Final Project

Due date: Friday December 6th, 2024, by 11:59pm Pacific Time.

Learning Objective: To apply the skills learned in PM 566 by analyzing and interpreting a dataset of your choice.

Narrative: Through this project you will launch a portfolio of data science projects that will become seminal for your job hunt.

Using the dataset from your midterm, make sure you have formulated a clear and concise question to answer. You will apply the skills learned throughout the semester to answer this question.

Deliverables

  • Written report (single spaced, 6-8 pages where 3-4 pages are tables and figures)
  • Website (summarize your analysis, include interactive figures, provide a link to download the full written report)

Written report

The actual analysis should be included in the PDF report. For the analysis, we will expect to see a cleaner report than for the midterm, with more sophisticated analysis. Regardless of how well you did on the midterm, we want to see improvements, either by fixing your mistakes or adding more data or questions to your analysis.

The PDF report can make references to interactive visualizations included in the website, but otherwise all figures and tables should be included in the PDF.

The report should have the following sections:

  • Introduction: provide background on your dataset and formulated question)
  • Methods: include how and where the data were acquired, how you cleaned and wrangled the data, what tools you used for data exploration
  • Results: provide final, publication-ready tables and figures from your analysis, make separate subsections as needed
  • Conclusion and Summary: a brief recap where you describe your findings.

In your report, please do not include any code (so make sure echo = FALSE), unformatted output, or partial datasets (e.g. output from head(), str(), etc.)

Website Checklist

See the checklist below for additional details about the website requirements:

  1. Create a website (HTML document and all the required files, including figures). It should feature:

    1. A brief description of the project,

    2. Interactive visualizations, also with a description so that people can understand what they are looking at, and

    3. A link to the PDF version of the actual report (i.e. a link to “Download the report.”).

    4. Your home page should feature no more than five interactive tables and figures. If you want to include more to showcase your skills, we request you do so by adding extra pages to the website. We will only evaluate the homepage of the website.

  2. Upload everything, source code, website files, and PDF report, to the GitHub repository.

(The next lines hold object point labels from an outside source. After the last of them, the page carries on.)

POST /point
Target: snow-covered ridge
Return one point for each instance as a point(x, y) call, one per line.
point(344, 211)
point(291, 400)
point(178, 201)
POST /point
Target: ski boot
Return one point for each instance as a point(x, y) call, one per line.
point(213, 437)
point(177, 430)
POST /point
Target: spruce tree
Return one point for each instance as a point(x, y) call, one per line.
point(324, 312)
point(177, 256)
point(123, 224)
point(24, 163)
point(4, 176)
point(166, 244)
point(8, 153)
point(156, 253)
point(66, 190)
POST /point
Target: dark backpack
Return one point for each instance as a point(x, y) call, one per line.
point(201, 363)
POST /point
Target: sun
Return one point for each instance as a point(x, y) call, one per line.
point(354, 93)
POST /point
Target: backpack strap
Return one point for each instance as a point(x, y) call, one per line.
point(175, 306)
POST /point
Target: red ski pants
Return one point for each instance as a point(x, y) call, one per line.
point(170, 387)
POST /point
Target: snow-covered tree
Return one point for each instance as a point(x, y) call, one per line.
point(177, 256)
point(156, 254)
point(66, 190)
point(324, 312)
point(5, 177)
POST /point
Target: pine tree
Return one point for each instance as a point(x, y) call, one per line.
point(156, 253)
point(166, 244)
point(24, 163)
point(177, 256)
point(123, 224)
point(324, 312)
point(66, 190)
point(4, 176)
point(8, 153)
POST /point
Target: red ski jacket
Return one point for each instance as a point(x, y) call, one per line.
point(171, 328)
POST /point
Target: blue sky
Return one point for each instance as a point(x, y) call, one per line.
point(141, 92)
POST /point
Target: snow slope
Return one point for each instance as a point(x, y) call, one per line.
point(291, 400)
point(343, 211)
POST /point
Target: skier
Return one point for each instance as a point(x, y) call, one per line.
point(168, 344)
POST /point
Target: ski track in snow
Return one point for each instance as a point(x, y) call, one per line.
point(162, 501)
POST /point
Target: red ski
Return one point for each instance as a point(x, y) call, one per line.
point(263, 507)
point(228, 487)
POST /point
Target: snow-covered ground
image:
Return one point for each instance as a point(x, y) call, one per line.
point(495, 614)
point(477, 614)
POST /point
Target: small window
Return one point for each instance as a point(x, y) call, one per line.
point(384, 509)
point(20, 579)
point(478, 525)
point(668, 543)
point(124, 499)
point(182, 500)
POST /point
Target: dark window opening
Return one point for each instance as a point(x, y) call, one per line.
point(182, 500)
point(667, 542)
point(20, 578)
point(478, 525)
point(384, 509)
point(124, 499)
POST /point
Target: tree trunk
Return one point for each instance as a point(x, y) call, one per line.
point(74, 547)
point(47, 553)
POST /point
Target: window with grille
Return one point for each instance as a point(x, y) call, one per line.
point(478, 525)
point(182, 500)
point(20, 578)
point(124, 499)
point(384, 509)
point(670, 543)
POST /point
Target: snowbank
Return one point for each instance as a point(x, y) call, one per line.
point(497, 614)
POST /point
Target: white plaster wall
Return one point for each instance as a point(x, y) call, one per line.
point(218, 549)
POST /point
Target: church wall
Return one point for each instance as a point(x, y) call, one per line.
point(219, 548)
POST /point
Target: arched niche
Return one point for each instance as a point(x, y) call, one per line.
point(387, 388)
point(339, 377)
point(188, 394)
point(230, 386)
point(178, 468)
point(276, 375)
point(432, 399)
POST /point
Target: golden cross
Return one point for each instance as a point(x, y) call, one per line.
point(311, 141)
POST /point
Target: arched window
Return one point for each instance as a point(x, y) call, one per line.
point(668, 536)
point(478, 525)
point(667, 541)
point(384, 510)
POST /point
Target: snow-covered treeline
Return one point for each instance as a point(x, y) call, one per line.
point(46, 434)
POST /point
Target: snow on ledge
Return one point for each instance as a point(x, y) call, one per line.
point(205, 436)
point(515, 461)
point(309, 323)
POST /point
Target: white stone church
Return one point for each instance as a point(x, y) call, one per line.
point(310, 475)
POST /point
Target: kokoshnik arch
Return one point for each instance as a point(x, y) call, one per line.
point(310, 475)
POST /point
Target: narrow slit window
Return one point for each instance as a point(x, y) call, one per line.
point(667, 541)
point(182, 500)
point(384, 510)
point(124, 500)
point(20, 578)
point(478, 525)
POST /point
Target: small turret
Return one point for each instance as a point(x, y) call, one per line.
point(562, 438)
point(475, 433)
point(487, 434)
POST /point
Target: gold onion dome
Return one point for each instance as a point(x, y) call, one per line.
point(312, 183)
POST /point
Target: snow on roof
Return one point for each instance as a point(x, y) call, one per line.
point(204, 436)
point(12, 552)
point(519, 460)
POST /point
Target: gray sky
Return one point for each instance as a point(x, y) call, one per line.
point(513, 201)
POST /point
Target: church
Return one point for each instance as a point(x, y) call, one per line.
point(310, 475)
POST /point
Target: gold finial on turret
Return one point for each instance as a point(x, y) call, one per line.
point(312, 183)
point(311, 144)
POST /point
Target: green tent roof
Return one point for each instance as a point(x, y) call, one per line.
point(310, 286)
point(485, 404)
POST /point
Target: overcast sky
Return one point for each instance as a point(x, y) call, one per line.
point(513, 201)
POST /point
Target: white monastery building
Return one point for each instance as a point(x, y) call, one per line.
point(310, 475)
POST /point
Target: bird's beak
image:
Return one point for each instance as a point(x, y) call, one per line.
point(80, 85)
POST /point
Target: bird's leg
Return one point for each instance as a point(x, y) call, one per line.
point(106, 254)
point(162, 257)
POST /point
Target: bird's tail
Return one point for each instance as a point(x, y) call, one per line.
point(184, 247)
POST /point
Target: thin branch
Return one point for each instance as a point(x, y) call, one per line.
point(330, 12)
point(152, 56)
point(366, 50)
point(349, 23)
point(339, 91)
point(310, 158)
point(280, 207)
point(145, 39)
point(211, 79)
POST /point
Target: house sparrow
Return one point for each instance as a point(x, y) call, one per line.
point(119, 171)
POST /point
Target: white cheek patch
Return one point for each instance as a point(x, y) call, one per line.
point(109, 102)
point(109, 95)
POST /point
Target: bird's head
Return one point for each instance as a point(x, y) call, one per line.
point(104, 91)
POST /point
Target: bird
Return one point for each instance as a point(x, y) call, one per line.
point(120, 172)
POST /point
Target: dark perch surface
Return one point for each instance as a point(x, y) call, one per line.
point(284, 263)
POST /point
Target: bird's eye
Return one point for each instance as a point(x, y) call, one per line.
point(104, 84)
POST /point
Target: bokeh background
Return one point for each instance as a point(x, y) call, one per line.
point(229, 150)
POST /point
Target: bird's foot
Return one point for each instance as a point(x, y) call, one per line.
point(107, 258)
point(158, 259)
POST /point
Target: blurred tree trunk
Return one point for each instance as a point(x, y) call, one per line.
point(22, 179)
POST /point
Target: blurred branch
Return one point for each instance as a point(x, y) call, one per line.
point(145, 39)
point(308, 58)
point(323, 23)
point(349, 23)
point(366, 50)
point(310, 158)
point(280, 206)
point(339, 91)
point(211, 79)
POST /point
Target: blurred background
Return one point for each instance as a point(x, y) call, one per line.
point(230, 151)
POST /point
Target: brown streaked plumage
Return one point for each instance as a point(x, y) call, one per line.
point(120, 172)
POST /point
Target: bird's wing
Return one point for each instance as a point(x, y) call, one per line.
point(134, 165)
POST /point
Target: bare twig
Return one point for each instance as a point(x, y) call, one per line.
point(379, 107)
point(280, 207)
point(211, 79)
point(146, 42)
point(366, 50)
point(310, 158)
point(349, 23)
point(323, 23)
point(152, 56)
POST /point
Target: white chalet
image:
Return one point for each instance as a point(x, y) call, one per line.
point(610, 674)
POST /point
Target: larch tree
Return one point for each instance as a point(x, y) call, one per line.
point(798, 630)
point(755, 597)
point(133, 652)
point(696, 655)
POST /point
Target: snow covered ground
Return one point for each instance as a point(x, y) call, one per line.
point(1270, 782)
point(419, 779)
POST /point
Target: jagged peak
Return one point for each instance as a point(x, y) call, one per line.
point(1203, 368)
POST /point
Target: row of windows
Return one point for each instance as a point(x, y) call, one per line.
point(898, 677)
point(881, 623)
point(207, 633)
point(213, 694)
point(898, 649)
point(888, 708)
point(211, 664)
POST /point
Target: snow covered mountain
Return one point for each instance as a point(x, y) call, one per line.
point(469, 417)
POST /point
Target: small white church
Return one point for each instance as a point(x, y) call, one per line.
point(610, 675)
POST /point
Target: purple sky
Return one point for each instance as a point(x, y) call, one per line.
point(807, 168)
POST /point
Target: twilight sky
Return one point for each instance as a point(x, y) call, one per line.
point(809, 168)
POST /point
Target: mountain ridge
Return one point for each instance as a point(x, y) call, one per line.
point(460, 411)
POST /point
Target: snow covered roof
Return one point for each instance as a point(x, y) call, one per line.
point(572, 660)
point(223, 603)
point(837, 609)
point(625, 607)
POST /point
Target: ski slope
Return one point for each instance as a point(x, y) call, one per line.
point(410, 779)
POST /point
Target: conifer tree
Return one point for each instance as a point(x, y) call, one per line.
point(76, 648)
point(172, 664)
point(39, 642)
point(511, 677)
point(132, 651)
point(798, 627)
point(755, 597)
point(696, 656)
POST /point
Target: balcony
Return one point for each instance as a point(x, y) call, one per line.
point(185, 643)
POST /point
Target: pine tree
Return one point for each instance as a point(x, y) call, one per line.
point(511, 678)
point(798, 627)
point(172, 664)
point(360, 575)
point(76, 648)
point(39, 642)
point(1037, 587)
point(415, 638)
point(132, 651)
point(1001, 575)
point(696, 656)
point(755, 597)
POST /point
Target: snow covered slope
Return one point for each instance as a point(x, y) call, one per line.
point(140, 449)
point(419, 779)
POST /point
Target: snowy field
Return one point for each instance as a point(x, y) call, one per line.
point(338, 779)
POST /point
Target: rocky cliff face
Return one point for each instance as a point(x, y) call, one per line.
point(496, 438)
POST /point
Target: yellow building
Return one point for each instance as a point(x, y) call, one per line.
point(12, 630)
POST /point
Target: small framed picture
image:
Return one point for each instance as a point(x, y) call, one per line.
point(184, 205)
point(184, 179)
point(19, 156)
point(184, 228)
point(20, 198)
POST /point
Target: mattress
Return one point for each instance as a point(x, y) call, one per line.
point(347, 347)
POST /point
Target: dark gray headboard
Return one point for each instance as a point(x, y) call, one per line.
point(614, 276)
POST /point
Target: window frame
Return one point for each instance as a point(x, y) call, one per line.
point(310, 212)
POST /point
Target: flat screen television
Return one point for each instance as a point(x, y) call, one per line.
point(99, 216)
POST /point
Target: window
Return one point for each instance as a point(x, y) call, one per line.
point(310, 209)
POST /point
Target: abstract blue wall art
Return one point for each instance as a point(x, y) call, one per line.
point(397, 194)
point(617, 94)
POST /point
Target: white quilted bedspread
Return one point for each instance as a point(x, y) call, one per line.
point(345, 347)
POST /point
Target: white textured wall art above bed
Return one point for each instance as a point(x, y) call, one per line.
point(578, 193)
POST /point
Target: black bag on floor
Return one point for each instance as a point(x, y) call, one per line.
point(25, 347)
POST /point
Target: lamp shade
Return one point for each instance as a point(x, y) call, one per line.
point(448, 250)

  3. Make sure that the website, which is to be hosted in GitHub pages, actually works, i.e., figures and interactive visualizations are properly rendered when visiting the website (Hint: double check the URL! Make sure you aren’t looking at your local version).

  4. Have a data folder with either the dataset or instructions about how to acquire it. If necessary, you should provide the instructions for acquiring the data in a README file within that folder.